5 variance and moments

5.1 weird dice

Let’s say I 3d print a weird die: three of the faces are 1s, and three of the faces are 6s. What is the expected value of a roll of this die?

Let’s call X2 the random variable representing the outcome of a roll of this 3d printed die. The support of X2 is \{1, 6\}, and if the die is fair, then P(X2=1) = P(X2=6) = 0.5. Therefore, we can compute the expectation of X2 as follows:

E[X2] = 1 \cdot P(X2=1) + 6 \cdot P(X2=6) = 1 \cdot 0.5 + 6 \cdot 0.5 = 3.5

This is the same expected value we got for a regular die!

Just to push the point to the limit, I now 3d print a new die, whose six faces all show 3.5. Clearly the expected value of this die is also 3.5.

Let’s prove this. Let’s call X3 the random variable representing the outcome of a roll of this new die. The support of X3 is \{3.5\}, and P(X3=3.5) = 1. Therefore, the expectation of X3 is E[X3] = \sum_{r \in \{3.5\}} r \cdot P(X3=r) = 3.5 \cdot 1 = 3.5.

I’m trying to make the point that just the mean (the expected value) of a random variable is not enough to capture all the information about the distribution of that random variable.

import libraries

import numpy as np
import matplotlib.pyplot as plt

Show the code

fig, ax = plt.subplots(1, 3, figsize=(8, 2.5), sharey=True, sharex=True)
ax[0].bar(np.arange(1,7), [1/6]*6)
ax[1].bar([1, 6], [1/2, 1/2])
ax[2].bar([3.5], [1])
ax[0].set(xticks=np.arange(1,7),
          ylabel='probability distribution',
          ylim=(0, 1.1),
          yticks=[0, 1/6, 1/2, 1],
          yticklabels=['0', '1/6', '1/2', '1'],);
for axx in ax:
    axx.axvline(3.5, color='k', ls='--')
    axx.text(3.55, 1.07, 'mean', ha='left', va='top', rotation=90)
    axx.grid(axis='y', linestyle='--', alpha=0.5)
ax[0].set_title('regular die, $X$')
ax[1].set_title('weird die, $X2$')
ax[2].set_title('weirder die, $X3$');

5.2 variance

Looking at the graph above, we get a sense that it is a lot more probable that the outcome of X2 will be further away from the mean than the outcome of X. The outcome of X3 will never deviate from the mean at all. We can capture this intuition by computing the expected squared deviation of the random variable from its mean, which is called the variance. It is squared because we don’t want positive and negative deviations to cancel each other out.

For a generic random variable X, its variance is defined as follows:

\operatorname{Var}(X) = E[(X - E[X])^2] = E[(X - \mu)^2]

Now that we have the LOTUS formula under our belt, we can compute the variance of each of the three random variables we have been looking at. I’ll do it in python.
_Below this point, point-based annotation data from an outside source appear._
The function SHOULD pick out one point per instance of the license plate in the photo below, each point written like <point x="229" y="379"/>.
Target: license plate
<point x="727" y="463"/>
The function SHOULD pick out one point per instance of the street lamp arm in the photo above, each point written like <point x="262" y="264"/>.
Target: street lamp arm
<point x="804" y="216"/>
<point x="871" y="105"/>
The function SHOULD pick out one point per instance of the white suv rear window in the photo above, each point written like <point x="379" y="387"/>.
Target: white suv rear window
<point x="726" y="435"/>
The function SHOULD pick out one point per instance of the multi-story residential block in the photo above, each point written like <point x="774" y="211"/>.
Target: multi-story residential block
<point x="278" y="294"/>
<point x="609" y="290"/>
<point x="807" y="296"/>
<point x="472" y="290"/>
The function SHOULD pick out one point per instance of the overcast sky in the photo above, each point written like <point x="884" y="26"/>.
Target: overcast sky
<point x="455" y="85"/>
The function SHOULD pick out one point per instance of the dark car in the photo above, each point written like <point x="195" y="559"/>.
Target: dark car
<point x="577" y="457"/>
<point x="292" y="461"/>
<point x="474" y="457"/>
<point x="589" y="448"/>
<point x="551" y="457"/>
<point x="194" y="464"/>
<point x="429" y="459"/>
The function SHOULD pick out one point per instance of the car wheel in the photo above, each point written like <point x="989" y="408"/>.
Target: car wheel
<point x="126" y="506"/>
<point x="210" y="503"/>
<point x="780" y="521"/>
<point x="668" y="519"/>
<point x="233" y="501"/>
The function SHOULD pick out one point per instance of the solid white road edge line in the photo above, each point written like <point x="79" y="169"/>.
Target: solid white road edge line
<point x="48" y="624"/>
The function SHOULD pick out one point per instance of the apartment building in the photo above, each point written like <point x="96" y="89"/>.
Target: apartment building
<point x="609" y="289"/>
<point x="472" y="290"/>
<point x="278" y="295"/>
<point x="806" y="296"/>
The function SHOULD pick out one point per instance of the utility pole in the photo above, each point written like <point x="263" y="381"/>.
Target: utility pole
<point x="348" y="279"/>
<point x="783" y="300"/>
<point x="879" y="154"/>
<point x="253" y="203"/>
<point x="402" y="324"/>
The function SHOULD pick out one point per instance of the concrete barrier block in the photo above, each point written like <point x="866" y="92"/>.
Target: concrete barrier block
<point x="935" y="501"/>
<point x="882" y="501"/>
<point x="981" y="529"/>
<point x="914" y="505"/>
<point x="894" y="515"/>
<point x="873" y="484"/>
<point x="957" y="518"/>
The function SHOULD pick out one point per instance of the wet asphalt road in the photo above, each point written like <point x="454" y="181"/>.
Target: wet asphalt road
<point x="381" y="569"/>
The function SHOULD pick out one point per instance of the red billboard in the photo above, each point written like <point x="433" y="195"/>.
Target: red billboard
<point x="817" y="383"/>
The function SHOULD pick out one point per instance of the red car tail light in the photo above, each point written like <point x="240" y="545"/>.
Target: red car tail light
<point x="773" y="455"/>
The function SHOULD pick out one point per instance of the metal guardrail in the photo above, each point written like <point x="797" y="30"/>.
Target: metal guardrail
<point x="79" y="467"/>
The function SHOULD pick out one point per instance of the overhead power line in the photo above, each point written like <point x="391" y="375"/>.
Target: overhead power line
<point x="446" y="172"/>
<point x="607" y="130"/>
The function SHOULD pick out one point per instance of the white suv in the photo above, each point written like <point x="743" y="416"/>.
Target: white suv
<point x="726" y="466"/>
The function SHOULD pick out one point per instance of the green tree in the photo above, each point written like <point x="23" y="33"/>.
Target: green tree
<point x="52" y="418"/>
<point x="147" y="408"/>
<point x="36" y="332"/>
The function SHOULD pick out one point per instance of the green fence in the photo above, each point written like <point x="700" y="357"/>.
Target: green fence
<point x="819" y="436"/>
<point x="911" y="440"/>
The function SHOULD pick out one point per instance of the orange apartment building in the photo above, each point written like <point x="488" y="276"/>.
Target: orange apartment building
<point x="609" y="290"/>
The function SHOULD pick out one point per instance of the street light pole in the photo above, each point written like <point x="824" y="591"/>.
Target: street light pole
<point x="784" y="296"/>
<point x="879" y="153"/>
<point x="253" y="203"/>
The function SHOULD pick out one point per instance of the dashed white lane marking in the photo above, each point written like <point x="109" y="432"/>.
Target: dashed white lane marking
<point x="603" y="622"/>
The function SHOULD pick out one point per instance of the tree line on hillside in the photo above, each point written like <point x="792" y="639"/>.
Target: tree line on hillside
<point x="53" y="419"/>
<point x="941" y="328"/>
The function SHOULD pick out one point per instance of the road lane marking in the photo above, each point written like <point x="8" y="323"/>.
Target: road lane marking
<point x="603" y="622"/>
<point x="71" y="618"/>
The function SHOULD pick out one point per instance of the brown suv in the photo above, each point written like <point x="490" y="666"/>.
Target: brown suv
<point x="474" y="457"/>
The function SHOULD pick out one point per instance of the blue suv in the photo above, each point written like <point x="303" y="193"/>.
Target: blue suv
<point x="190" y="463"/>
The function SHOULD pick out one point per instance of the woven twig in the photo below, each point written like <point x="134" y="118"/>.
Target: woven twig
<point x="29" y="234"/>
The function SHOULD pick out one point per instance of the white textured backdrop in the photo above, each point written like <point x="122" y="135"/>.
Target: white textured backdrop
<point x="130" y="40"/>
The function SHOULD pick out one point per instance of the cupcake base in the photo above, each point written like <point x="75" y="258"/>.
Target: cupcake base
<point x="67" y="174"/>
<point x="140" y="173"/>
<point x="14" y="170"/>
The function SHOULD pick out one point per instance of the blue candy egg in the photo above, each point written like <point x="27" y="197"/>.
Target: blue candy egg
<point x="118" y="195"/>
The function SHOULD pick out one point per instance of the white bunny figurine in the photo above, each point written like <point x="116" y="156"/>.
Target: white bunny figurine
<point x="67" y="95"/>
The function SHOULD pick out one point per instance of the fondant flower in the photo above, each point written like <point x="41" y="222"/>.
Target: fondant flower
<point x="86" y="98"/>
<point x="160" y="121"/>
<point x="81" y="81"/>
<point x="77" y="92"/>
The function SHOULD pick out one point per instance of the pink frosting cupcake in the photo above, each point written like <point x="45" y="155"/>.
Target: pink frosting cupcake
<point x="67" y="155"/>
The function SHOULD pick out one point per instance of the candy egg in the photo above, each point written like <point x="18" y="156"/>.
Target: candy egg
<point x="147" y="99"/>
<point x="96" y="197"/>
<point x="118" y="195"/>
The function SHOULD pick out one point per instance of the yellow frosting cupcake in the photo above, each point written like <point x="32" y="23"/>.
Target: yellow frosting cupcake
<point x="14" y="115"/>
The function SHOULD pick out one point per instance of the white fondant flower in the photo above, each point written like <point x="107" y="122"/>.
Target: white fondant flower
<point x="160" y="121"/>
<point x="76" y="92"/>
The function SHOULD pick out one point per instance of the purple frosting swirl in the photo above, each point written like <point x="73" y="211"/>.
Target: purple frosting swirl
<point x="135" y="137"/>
def compute_mean_and_variance(supp, pmf, name):
    mean = np.sum(supp * pmf)
    var = np.sum((supp - mean)**2 * pmf)
    print(f'mean of {name}: {mean:.2f}')
    print(f'variance of {name}: {var:.2f}')
    print("---")
# regular die X
compute_mean_and_variance(supp=np.arange(1, 7),
                          pmf=np.ones(6) / 6,
                          name='X')
# weird die X2
compute_mean_and_variance(supp=np.array([1, 6]),
                          pmf=np.ones(2) / 2,
                          name='X2')
# weirder die X3
compute_mean_and_variance(supp=np.array([3.5]),
                          pmf=np.ones(1),
                          name='X3')

mean of X: 3.50
variance of X: 2.92
---
mean of X2: 3.50
variance of X2: 6.25
---
mean of X3: 3.50
variance of X3: 0.00
---

The variance quantifies how much the values of a random variable are spread out around the mean. The higher the variance, the more spread out the values are. If the variance is zero, then all the values of the random variable are the same (and equal to the mean).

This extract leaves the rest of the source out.